Made a gamebook that sends serialized, entirely custom chapters by email and adapts to your whole choice history.
Grew up on Fighting Fantasy, replayed City of Thieves probably four or five times. Always wondered why that format never made it into daily habit territory. There's Twine, Inkle, Choicescript. All great. But they're still discrete "sit down and play" experiences. Nobody really cracked the gamebook as something you return to every day.
So I built something. PersonalPathways sends you a new chapter by email. You make a choice at the end of each one, and the story adapts based on your whole history, not just the last pick. The narrative voice shifts. Which details get surfaced changes. It builds a picture of what you're drawn to and leans into it.

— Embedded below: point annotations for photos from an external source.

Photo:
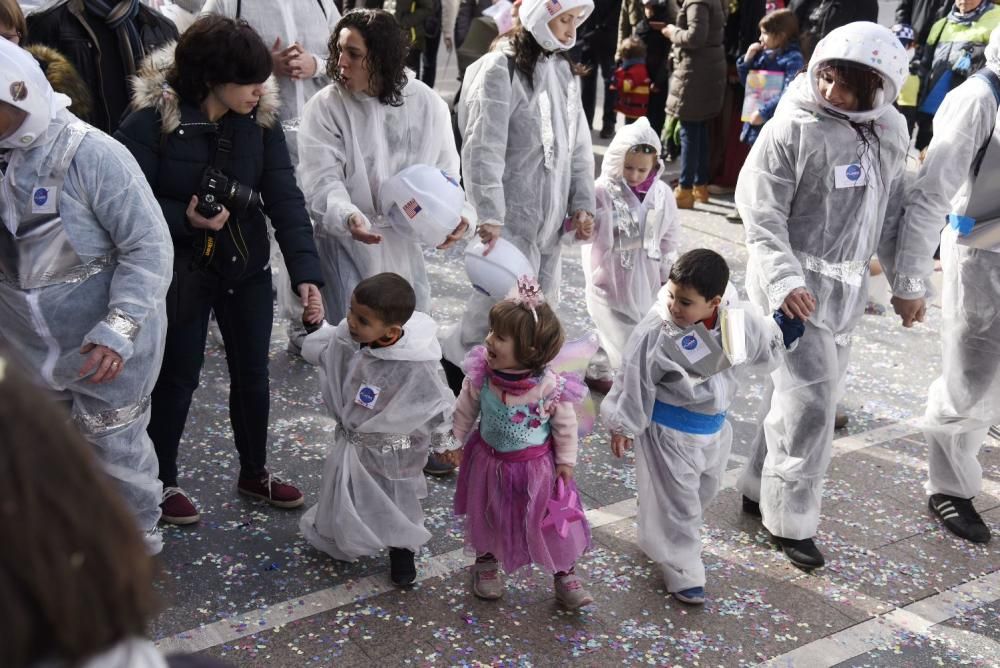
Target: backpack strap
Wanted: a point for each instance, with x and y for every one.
(991, 78)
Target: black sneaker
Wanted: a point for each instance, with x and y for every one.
(436, 467)
(802, 553)
(751, 507)
(959, 517)
(402, 570)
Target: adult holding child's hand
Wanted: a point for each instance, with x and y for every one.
(368, 125)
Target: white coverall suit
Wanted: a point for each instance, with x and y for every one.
(965, 399)
(814, 195)
(679, 468)
(85, 257)
(349, 145)
(527, 163)
(634, 245)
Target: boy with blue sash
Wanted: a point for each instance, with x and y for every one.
(678, 379)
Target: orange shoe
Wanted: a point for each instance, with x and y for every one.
(684, 197)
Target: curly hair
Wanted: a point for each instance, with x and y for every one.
(527, 51)
(387, 44)
(214, 51)
(74, 575)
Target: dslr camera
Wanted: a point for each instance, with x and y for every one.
(217, 190)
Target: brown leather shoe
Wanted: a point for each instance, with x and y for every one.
(684, 198)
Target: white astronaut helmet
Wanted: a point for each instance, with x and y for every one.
(496, 273)
(423, 204)
(536, 14)
(24, 86)
(870, 45)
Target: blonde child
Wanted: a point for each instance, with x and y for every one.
(526, 440)
(676, 415)
(636, 237)
(380, 376)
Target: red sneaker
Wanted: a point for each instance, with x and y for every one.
(177, 507)
(272, 489)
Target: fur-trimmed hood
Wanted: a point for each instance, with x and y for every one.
(63, 78)
(151, 90)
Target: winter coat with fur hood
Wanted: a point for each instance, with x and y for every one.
(174, 142)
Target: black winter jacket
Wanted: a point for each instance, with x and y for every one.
(174, 142)
(65, 28)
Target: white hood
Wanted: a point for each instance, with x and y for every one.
(23, 85)
(631, 135)
(993, 51)
(867, 44)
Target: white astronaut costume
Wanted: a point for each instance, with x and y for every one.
(85, 257)
(679, 467)
(634, 245)
(814, 196)
(527, 158)
(391, 406)
(965, 399)
(349, 145)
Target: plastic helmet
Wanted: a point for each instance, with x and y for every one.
(869, 45)
(536, 14)
(24, 86)
(495, 274)
(423, 204)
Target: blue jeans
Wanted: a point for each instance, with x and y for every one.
(694, 154)
(245, 314)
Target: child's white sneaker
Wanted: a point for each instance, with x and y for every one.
(486, 580)
(570, 591)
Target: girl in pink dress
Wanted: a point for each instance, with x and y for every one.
(526, 440)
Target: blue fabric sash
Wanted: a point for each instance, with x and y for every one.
(687, 421)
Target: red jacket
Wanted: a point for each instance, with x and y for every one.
(632, 84)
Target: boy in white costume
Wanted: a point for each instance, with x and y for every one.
(381, 380)
(677, 416)
(636, 238)
(965, 400)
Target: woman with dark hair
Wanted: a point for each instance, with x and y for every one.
(527, 159)
(362, 129)
(76, 584)
(814, 195)
(205, 132)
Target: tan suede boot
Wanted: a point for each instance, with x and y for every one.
(684, 197)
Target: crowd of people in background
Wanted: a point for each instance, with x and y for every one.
(169, 167)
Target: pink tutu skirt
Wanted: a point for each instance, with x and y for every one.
(503, 497)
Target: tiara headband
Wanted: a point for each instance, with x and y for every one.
(527, 293)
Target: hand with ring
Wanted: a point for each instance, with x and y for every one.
(104, 363)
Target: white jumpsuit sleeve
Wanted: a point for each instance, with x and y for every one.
(322, 168)
(487, 115)
(962, 125)
(628, 407)
(764, 194)
(124, 205)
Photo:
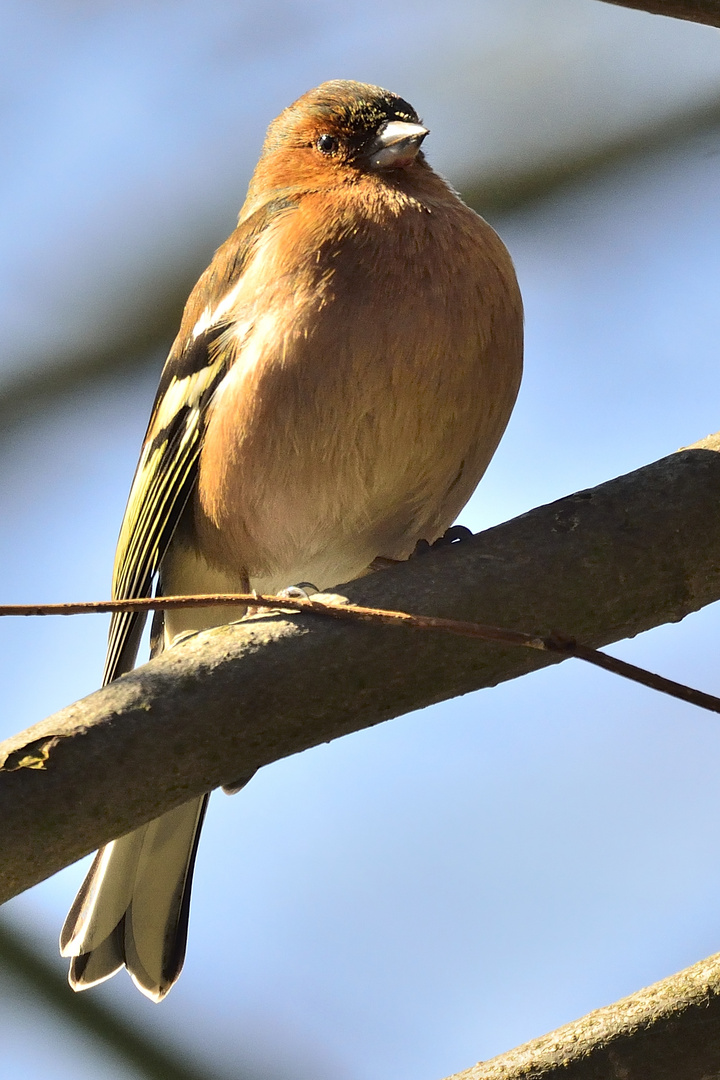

The design problem I keep returning to is the pass/fail structure. Classic gamebooks mostly operate on that logic. You picked the right path or the wrong one. Meaningful choice, where both branches are interesting and the decision reveals something about you rather than just routing you, is genuinely hard to write. Especially in a serialized format where chapters get produced before you know which branches readers will actually take.
If you want to try it and see whether the branching holds up, I'm looking for readers who'll actually tell me when a choice feels empty. Link in profile. And genuinely curious: does the pass/fail structure bother people here, or is navigating the tree kind of the whole point?